The Journal of cell biology
PIDD (p53-induced protein with a death domain [DD]), together with the bipartite adapter protein RAIDD (receptor-interacting protein-associated ICH-1/CED-3 homologous protein with a DD), is implicated in the activation of pro-caspase-2 in a high molecular weight complex called the PIDDosome during apoptosis induction after DNA damage. To investigate the role of PIDD in cell death initiation, we generated PIDD-deficient mice. Processing of caspase-2 is readily detected in the absence of PIDDosome formation in primary lymphocytes. Although caspase-2 processing is delayed in simian virus 40-immortalized pidd(-/-) mouse embryonic fibroblasts, it still depends on loss of mitochondrial integrity and effector caspase activation.

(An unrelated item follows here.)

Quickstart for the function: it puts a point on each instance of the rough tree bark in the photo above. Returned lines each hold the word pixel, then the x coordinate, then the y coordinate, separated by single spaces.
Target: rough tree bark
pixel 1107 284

Consistently, apoptosis occurs normally in all cell types analyzed, suggesting alternative biological roles for caspase-2 after DNA damage. Because loss of either PIDD or its adapter molecule RAIDD did not affect subcellular localization, nuclear translocation, or caspase-2 activation in high molecular weight complexes, we suggest that at least one alternative PIDDosome-independent mechanism of caspase-2 activation exists in mammals in response to DNA damage.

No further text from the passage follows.